Profil Aslı;)
Bölümler nasıl konu bütünlüğü hakkında özellikle yorum istiyorum lütfen beni kırmayın:))Aslı'yla içeri geçerken sınıftakilerle hiç iletişim kurmamamız ilgimi çekmişti. Yani şimdiden iki arkadaş pardon bir arkadaş bir de abi edinmiştim kemdime Mira'yı saymıyorum çünkü kız beni hiç sevmedi belli yani. Aslı zaten kardeşim onun yeri çok ayrı. Sınıftakiler zaten kendi alemlerinde kimsenim gelipte merhaba dediği yok. Derslerin boş geçmesini fırsat bilip sınıfı izlemeye başladım aslında hepsi bizim gibi sıradandı. Sınıfın genelimde bir fruplaşma hakimdi herles kendi tanıdığı arkadaşlarıyla birleşmiş geri kalanları umursamıyordu. Bem bunları düşünürken yanımda birinin omzuöa dokunduğunu hissettim. Dönüp baktığımda Aslı'nın bahsettiği taşlardan biriydi aslında Bulut daha yakışıklıydı da bu da iyi sayılırdı hani. Bi dakika ya ben niye şimdi bu çocuğu Bulut'la kıyasladım ki. Kendine gel Sırma...
"Merhaba"
Evet çocuk konuşmaya başladı
"Merhaba"
"Ben Bahadır"
"Sırma"
"Memnun oldum Sırma. Nasılsın"
"İyiyim sen"
"İyi. Okulun yeni günü işte"
"Aynen"
Biraz duraksayıp beni incelemeye başladı. Bu da o tipe bakan erkek cinslerindendi. Ya sanane benim saçımdan boyumdan kilomdan ya işine bak.

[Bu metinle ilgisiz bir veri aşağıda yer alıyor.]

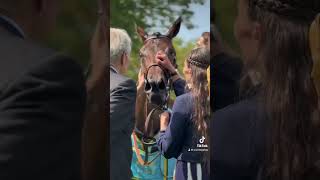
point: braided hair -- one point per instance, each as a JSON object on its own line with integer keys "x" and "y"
{"x": 288, "y": 93}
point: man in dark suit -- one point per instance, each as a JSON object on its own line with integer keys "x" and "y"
{"x": 122, "y": 105}
{"x": 42, "y": 97}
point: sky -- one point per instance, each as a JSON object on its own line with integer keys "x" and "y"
{"x": 201, "y": 20}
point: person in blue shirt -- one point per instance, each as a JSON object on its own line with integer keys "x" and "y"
{"x": 185, "y": 136}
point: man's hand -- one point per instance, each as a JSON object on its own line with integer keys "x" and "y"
{"x": 164, "y": 120}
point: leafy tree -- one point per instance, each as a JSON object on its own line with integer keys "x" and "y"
{"x": 225, "y": 17}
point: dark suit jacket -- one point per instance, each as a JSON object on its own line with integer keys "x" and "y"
{"x": 122, "y": 113}
{"x": 42, "y": 101}
{"x": 225, "y": 76}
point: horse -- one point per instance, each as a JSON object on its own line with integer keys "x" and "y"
{"x": 154, "y": 98}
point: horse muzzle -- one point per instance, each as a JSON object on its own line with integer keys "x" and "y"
{"x": 156, "y": 92}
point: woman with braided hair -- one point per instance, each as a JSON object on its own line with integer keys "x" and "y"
{"x": 185, "y": 137}
{"x": 273, "y": 133}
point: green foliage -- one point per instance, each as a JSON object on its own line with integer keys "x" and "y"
{"x": 150, "y": 15}
{"x": 78, "y": 19}
{"x": 126, "y": 14}
{"x": 226, "y": 12}
{"x": 182, "y": 50}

"Okul çıkışı ne yapıyorsun"
Yavaşşş
"Yurda gidicem sen"
Şimdilik safa yatmal en iyisi.
"Ya. Bende eve gidicektim işte öyle. Neyse ben seni daha fazla rahatsız etmiyim görüşürüz sonra"
"Görüşürüz"
Tamam bir zübbeyi atlattık iyi bravo Sırma iyi iş başardın tebrik :)))
Neyse işimize geri dönelim. Aslı nerde ya??
Etrafıma bakındım ama göremedim tekrar Bulut'la karşılaşmayı göze alamadığım için sınıftan çıkmak istemiyordum bugünlük limiti aşmış bulunuyorum bence. Neyse Aslı elbet gelir. İşimize dönelim.
Sınıfım cidden çok sıkıcı. Derken içeri bi çocuk girdi. Böyle hani sınıfın neşe kaynağı tiplerinden olan. Sonra bana doğru ilerlemeye başladı.
"Selam ben Çınar"
"Sırma"
"İsmin güzelmiş. Beğendim Sırma halimi hiç sorma"
Birden gülmeye başladı yaptığı espriyi yeni anlayınca yüzüne bön bön baktığıma eminim.
"Tamam tamam şaka. Ama kabul et iyiydi"
İğrençti!!!
"Neyse Sırma. Sen yurtta kalıyordun demi"
"Evet"
"Bişe sorabilir miyim"
"Tabi"
Git Allah için biran önce ne soracaksan sorda gitt!!
"Siz yurttan çıkınca yurt dışına mı çıkmış oluyorsunuz?"
Yapma ne olur ölüyorum ya. Tekrar gülmeye başlayınca masadan kalkıp kapıya doğru ilerlemeye başladım hareketimi beklemiyor olacak ki bi an gülmesi durdu ve sıradan kalkıp yanıma koştu.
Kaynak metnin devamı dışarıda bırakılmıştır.